The Art of Getting Lost in the Mapocho Mist
I didn’t come to Santiago to see the Costanera Center or take photos of the Plaza de Armas. I came because I heard that if you sit in a café in Barrio Italia long enough, the city stops feeling like a South American capital and starts feeling like a village that happens to have six million people. I’ve been here six months now. My skin has adapted to the smog of the cuenca, my ears have tuned into the rapid-fire “po” that punctuates every sentence, and I’ve learned that the best way to eat in this city isn’t to follow a Michelin guide, but to follow the scent of charred garlic and the sound of clinking glasses behind nondescript steel doors.
Santiago is a city of layers. There is the “Sanhattan” layer of glass and steel, the colonial layer of crumbling stone, and then there is the layer where we live—the digital nomads, the wanderers, and the locals who know that the real soul of the city is found in a bowl of porotos con riendas or a perfectly balanced pisco sour in a neighborhood the tour buses avoid. If you want to disappear here, you have to stop acting like a visitor and start acting like a neighbor. That means knowing where the laundry gets done, where the Wi-Fi actually stays connected during a thunderstorm, and which “picada” serves the best lunch for five dollars.
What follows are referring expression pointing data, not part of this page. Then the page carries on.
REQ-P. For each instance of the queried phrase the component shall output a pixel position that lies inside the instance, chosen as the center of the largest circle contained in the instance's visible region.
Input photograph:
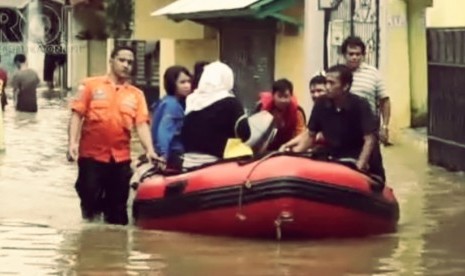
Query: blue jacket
(167, 120)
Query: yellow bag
(235, 148)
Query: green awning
(205, 9)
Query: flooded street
(41, 232)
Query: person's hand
(297, 145)
(384, 135)
(73, 152)
(362, 166)
(159, 161)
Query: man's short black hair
(171, 77)
(19, 58)
(116, 50)
(319, 79)
(353, 41)
(282, 85)
(345, 74)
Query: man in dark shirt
(346, 122)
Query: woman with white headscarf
(211, 114)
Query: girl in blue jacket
(168, 117)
1. Barrio Yungay: The Rebel’s Refectory
Most travelers think Yungay is “dangerous” because it looks lived-in. To me, it’s the most honest neighborhood in the city. This is where the President lives, but it’s also where you’ll see street art that actually says something. The streets are a grid of high-ceilinged mansions that have seen better days, now housing artists and underground bars.
The Culinary Hotspot: Peluquería Francesa (Boulevard Lavaud)
You’ll hear about this place because it’s a barbershop-turned-restaurant. It’s crowded on weekends, but if you go on a Tuesday afternoon, it’s a temple of stillness. I once spent four hours here pretending to work on a screenplay just to watch the light move across the antique perfume bottles.
The Order: Get the Congrio Rosa. It’s a local fish that tastes like the Pacific Ocean’s best kept secret.
The Vibe: Museum-chic. You are surrounded by 19th-century chairs and dusty memorabilia.